ライヴ全体のでき具体としては可もなく不可もなく、無難な内容となっている。
(追加:2023年11月10日)
1996/ 6/11 Meistersingerhalle, Nurnberg, Germany
ニュルンベルクに移動して行われたライヴを収録した作品。
” The Sheltering Sky ” の入りのギター・シンセサイザーでのメロディに変化を加えているのだが、これが意図的なものなのか演奏ミスなのかがよく判らない。 この日の演奏の中で同様の演奏をしていないのでミスの可能性もあるが、面白い演奏である。

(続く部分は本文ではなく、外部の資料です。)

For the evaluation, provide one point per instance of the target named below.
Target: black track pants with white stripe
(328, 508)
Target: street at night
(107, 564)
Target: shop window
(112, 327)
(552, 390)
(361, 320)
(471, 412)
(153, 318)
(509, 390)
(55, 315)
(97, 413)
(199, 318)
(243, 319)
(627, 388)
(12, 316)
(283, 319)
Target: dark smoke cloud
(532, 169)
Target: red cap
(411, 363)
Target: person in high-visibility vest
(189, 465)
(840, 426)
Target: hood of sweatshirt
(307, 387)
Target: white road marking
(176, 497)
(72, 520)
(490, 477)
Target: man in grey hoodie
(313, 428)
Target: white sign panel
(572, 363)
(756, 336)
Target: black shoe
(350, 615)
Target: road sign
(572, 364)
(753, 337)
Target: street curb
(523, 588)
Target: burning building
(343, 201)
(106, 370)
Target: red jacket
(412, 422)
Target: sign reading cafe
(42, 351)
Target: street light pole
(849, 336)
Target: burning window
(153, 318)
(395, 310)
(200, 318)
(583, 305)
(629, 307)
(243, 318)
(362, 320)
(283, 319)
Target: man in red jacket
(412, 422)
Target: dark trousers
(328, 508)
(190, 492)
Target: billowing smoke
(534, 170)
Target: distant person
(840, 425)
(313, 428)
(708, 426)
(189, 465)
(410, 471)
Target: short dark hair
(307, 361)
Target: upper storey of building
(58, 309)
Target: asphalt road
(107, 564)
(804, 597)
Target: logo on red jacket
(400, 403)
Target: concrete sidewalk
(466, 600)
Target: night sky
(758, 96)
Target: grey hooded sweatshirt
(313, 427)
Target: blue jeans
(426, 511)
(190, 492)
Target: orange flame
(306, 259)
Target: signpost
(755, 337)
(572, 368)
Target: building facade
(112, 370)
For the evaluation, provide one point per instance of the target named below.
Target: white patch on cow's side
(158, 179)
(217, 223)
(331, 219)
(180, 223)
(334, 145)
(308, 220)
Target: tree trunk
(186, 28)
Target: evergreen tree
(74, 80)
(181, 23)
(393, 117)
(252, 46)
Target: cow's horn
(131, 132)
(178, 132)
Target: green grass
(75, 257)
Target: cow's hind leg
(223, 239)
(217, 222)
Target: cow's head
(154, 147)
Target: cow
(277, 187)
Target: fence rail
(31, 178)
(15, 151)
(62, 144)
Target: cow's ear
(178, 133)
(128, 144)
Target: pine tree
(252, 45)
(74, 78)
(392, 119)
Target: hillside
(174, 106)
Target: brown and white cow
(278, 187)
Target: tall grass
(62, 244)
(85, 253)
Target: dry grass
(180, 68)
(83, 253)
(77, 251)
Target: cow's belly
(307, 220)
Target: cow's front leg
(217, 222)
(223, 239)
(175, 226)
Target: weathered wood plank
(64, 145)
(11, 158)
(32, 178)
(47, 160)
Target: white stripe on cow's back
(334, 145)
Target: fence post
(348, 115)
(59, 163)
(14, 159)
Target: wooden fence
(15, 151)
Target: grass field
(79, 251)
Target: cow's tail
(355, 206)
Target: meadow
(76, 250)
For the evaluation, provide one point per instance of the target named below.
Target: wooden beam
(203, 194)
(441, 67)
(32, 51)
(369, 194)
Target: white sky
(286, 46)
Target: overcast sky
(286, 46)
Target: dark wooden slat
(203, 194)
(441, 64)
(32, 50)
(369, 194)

ラストを ” VROOOM / Coda Marine 475 ” でまとめるのがパターン化しているものの、ギター・シンセサイザーの音色の変化等聴きどころは満タンである。
(追加:2023年11月10日)
1996/ 6/13 Westfalen Park, Dortmund, Germany
1日休みを挟んでドルトムントで行われたライヴを収録した作品。
この日は久しぶりに ” Larks Tongues In Aspic Pt II ” が演奏されていない。 この時期のライヴでの目玉は ” 21st Century Schizoid Man ” で、当時演奏されたとの情報に個人的にも盛り上がっていたのだが、こうしてまとめて聴き直していると ” Larks Tongues In Aspic Pt II ” の方が Double Trio フォーマットにははまっているように思える。
(追加:2023年11月10日)
1996/ 6/14 Stadtpark, Hamburg, Germany
ハンブルクに移動して行われたライヴを収録した作品。
” Larks Tongues In Aspic Pt II ” を復活させ、ヴォーカル・ナンバーは気持ち少なめにした選曲にしたことで、Double Trio フォーマットの硬質な部分が前面に出た内容となっている。

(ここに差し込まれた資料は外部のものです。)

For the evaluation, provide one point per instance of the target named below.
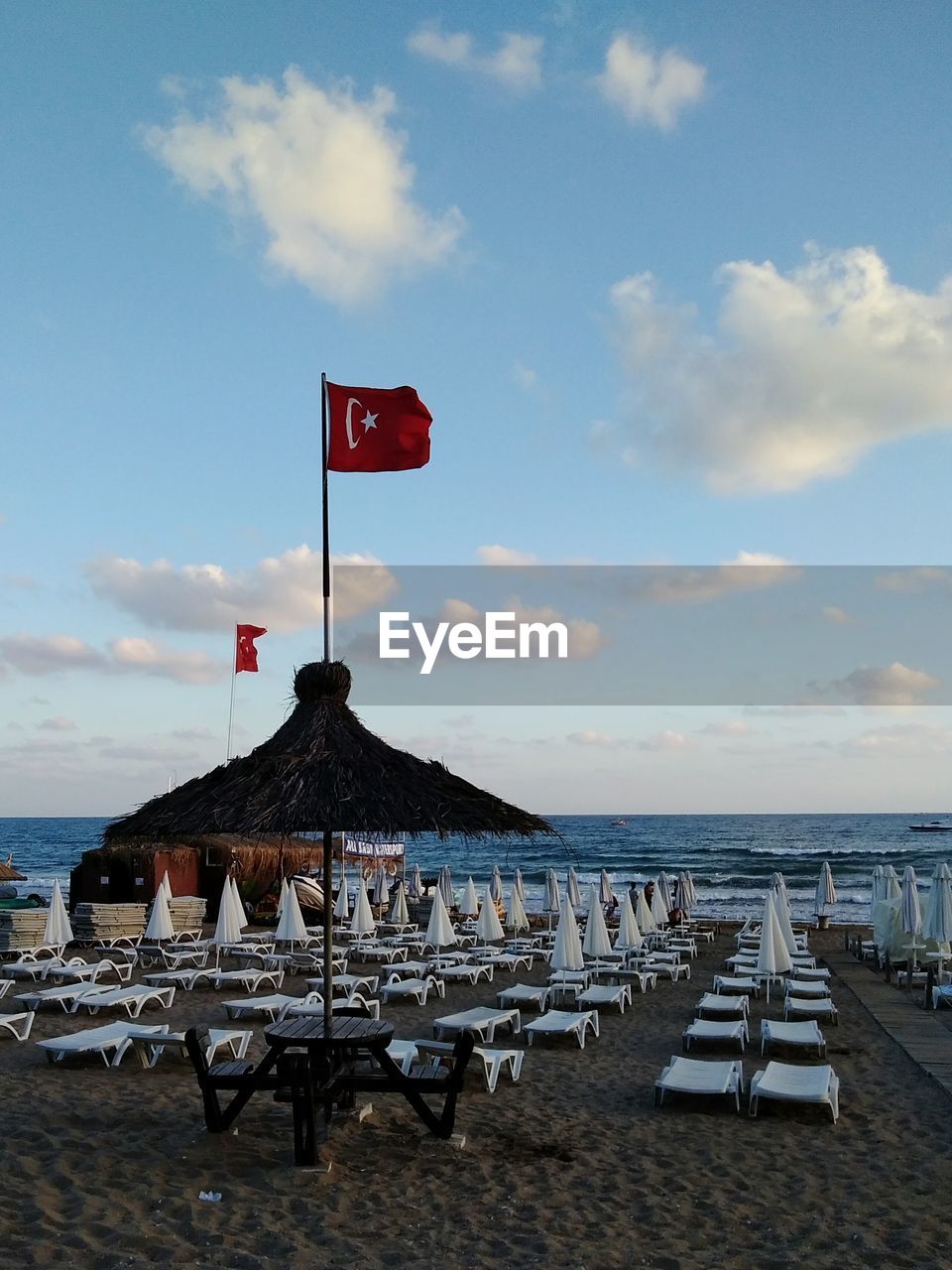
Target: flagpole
(231, 706)
(325, 521)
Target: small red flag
(377, 430)
(245, 651)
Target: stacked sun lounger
(22, 929)
(186, 912)
(95, 922)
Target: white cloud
(498, 554)
(835, 616)
(665, 739)
(282, 593)
(54, 654)
(893, 685)
(901, 739)
(748, 571)
(649, 87)
(517, 62)
(321, 173)
(726, 728)
(805, 373)
(60, 722)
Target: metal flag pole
(231, 706)
(327, 833)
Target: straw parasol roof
(324, 770)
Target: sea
(730, 857)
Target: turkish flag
(245, 651)
(377, 430)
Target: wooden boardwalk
(921, 1034)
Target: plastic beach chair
(563, 1023)
(789, 1083)
(699, 1076)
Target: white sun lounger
(109, 1042)
(731, 984)
(76, 970)
(716, 1030)
(480, 1020)
(63, 996)
(699, 1076)
(525, 994)
(270, 1007)
(493, 1060)
(249, 979)
(789, 1083)
(313, 1005)
(807, 988)
(802, 1007)
(606, 994)
(18, 1025)
(397, 988)
(132, 1000)
(805, 1033)
(563, 1023)
(150, 1043)
(471, 973)
(722, 1006)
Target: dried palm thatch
(324, 770)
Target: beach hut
(322, 771)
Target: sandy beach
(572, 1167)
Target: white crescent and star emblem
(370, 421)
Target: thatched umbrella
(324, 770)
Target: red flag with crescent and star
(245, 651)
(377, 430)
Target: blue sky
(671, 280)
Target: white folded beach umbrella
(489, 928)
(910, 917)
(495, 885)
(553, 903)
(825, 890)
(629, 933)
(604, 889)
(780, 911)
(341, 910)
(439, 931)
(58, 931)
(572, 890)
(226, 929)
(893, 888)
(445, 887)
(643, 915)
(416, 887)
(937, 920)
(772, 952)
(381, 887)
(470, 903)
(160, 919)
(235, 901)
(399, 912)
(566, 952)
(597, 943)
(291, 928)
(362, 920)
(517, 913)
(662, 887)
(518, 887)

ただ ” VROOOM / Coda Marine 475 ” で終了するのが定番となっていたのが、ここでは最後に ” Indiscipline ” が演奏される。 オミットする曲ではないが、ラストに相応しいかと言うと微妙で、やはり ” VROOOM / Coda Marine 475 ” で終わらせて欲しかったと思う。
(追加:2023年11月10日)
1996/ 6/15 Stadthalle, Chemnitz, Germany
ケムニッツに移動して行われた、このツアーのドイツでの最後のライヴを収録した作品。
ドイツでのライヴの後半、曲順や曲目をいじったのは変化をつくろうとしたのかもしれないが、結果は芳しいものではなかっった。 それを踏まえてなのか、この日の演目は良い意味でオーソドックスであった。
そして演奏自体も充実しており、派手さはないものの完成度は高い作品となっている。
(追加:2023年11月10日)
1996/6/17 Palace Of Culture, Prague, Czech Republic New!
ドイツを離れたクリムゾンが、プラハで行ったライヴを収録した作品。
このツアーでは ” Conundrum ” から ” Thela Hun Ginjeet ” で始まるパターンと ” The Talking Drum ” から ” Larks Tongues In Aspic Pt II ” で始まる大きく2パターンがあるのだが、この日は前者を選択している。
その ” Thela Hun Ginjeet ” でギターの絡みが乱れてしまうのは残念だが、その後の ” Red ” からは硬質かつ低音が強調された演奏が続く。 DGM Live の解説には特に ” THRAK ” でベースが強調されていることが記載されているが、同曲だけではなく全体的に凄さを味わうことができる。
(追加:2025年7月25日)
1996/6/18 Amphitheatre, Presov, Slovakia New!
スロバキアのプレショフで行われたライブを収録した作品。
この日は何と言っても ” 21st Century Schizoid Man ” のツイン・ギター・ソロである。 このツアーでの同曲のツィン・ギター・ソロはバリエーションに富んでいるのだが、この日は2人が絞り出すように演奏するギター・ソロが絡むという類型を見ない内容であり、かつ格好良いというぶっ飛んだ内容である。
この ” 21st Century Schizoid Man ” を聴くためだけでも価値のある作品である。
(追加:2025年7月25日)
1996/6/19 Petofi Csamok, Budapest, Hungary New!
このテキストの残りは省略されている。